Jury Begins Deliberations in Murder Trial of Black Jogger Ahmaud Arbery

The jury in the trial of three white men charged with killing Black jogger Ahmaud Arbery in Brunswick, Georgia has begun deliberations on Nov. 23.

The nearly all-white jury will determine the fate of Travis McMichael, his father Gregory, and neighbor William “Roddie” Bryan, who were charged with nine criminal counts for the death of Arbery in February 2020.

The criminal counts each defendant is facing include malice murder, felony murder, aggravated assault, and false imprisonment — all of which the defendants plead not guilty to.

If convicted on all charges, each defendant faces maximum sentences of life in prison.

The jury heard final rebuttal arguments from lead prosecutor Linda Dunikoski for two hours on Nov. 23 after both the prosecution and the defense delivered their closing arguments on Nov. 22.

Dunikoski told the court that the men made wrong assumptions that Arbery had committed a burglary when they pursued and murdered him.

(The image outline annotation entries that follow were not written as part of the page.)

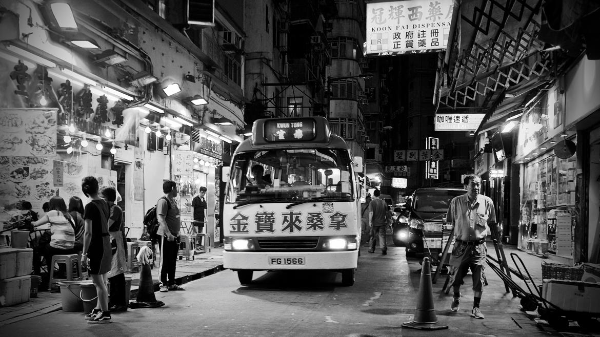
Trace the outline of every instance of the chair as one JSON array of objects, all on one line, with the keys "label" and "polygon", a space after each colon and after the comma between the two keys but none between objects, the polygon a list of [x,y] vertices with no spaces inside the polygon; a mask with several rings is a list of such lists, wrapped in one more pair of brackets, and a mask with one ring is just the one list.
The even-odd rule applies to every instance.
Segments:
[{"label": "chair", "polygon": [[[48,266],[50,273],[50,285],[63,281],[81,281],[81,262],[76,254],[69,255],[55,255]],[[55,267],[58,264],[58,268]],[[62,273],[64,272],[64,274]],[[64,276],[64,277],[63,277]]]},{"label": "chair", "polygon": [[127,271],[138,272],[137,253],[140,252],[140,246],[137,242],[127,242]]}]

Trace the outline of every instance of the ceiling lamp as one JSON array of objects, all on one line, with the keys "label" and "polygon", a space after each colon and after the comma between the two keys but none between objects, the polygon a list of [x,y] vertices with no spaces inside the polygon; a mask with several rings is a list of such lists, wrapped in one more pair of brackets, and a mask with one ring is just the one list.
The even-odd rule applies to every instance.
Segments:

“They made their decision to attack Ahmaud Arbery in their driveways because he was a Black man running down the street,” Dunikoski said.

The defense argued that the men were trying to conduct a citizen’s arrest, which was legal in the state at the time but has since been repealed.

The defense further claimed self-defense when Arbery “chose to fight.”

Dunikoski argued that the men did not witness Arbery commit a crime, making their claim of citizen’s arrest unjustified.

Superior Court Judge Timothy Walmsley instructed the jury that a “private citizen’s warrantless arrest must occur immediately after the perpetration of the offense, or in the case of felonies during escape.”

“If the observer fails to make the arrest immediately after the commission of the offense, or during escape in the case of felonies, his power to do so is extinguished,” Walmsley said.